One possibility is to try what you are doing fresh after a reboot. It's a kludge, but might work.
Your call is similar to the lis_alloc_atomic() function. You could try using lis_alloc_kernel() as a substitute. However, depending upon the context of the call you could run into trouble in LiS-2.16.x. The problem is that the kernel may need to sleep to fiddle with the page table to satisfy your request, and in LiS-2.16.x you will be implicitly holding a spin lock when you make that call. This could lead to trouble.
If you use LiS-2.17.x (numbered, not lettered, version) that same context will be holding a semaphore instead of a spin lock and you will be safe to use lis_alloc_kernel(). You will need to recompile your driver in the context of LiS-2.17 headers if you want to try this.

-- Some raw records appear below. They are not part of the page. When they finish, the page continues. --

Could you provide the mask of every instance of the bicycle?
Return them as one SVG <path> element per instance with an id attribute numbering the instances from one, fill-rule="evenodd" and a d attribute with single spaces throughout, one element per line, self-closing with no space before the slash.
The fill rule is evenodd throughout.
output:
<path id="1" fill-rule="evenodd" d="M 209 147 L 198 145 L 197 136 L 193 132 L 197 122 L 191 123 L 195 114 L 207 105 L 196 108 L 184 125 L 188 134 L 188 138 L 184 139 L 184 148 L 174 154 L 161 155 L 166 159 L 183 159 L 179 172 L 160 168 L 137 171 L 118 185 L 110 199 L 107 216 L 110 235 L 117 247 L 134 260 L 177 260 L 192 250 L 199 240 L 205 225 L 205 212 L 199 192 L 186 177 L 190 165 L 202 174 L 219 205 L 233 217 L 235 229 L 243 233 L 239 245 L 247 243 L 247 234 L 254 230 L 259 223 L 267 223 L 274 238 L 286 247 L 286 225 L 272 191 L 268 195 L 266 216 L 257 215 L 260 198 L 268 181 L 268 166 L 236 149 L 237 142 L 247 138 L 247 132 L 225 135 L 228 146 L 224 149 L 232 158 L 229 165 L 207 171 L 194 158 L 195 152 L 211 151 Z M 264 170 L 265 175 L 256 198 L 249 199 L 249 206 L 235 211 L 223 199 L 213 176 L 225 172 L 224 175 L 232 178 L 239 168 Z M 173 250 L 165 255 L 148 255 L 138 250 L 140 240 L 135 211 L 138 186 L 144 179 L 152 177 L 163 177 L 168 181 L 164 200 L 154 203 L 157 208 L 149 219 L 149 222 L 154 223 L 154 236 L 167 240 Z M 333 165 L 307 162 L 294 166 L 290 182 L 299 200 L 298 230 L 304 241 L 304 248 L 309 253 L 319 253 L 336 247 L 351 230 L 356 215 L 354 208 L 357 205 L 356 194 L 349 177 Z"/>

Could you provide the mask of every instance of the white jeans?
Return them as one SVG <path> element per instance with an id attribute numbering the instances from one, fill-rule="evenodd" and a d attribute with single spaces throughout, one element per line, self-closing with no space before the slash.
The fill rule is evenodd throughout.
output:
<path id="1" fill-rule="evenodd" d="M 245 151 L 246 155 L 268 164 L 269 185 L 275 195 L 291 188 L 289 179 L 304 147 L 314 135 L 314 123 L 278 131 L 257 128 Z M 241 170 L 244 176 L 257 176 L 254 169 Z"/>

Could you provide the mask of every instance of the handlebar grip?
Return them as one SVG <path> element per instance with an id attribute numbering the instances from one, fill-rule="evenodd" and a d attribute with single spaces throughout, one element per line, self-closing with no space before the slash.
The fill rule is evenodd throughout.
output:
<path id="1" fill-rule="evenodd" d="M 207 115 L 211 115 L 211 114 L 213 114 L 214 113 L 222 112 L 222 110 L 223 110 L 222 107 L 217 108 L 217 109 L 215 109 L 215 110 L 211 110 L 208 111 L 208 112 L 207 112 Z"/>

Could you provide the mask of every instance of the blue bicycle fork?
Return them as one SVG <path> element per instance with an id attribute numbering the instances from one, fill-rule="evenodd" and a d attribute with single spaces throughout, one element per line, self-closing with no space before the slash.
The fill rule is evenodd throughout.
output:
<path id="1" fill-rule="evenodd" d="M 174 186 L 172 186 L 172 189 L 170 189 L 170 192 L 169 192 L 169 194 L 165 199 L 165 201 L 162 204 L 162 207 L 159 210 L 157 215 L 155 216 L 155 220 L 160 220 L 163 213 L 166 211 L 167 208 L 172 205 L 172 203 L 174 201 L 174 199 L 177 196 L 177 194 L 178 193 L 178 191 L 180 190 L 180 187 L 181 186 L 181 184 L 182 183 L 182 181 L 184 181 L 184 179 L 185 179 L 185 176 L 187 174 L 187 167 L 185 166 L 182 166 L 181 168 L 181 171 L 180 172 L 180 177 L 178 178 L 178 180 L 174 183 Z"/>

Maybe someone else has a more elegant idea.
-- Dave
At 07:09 PM 5/3/2004, Gurol Akman wrote:
kmem_zalloc(size, KM_NOSLEEP) call from within my driver fails under LiS-2.16.18 and the following info gets printed:
__alloc_pages: 8-order allocation failed (gfp=0x20/0)
lis_get_free_pages: called from .... #...: nbytes=631396 order=8 total=1048576 allocation failed
when i check on /proc/meminfo, i see the following:
MemFree: 20752 kB
which suggests that there is sufficient memory on the system.
what may be causing the kmem_zalloc failure? could KM_NOSLEEP be the cause?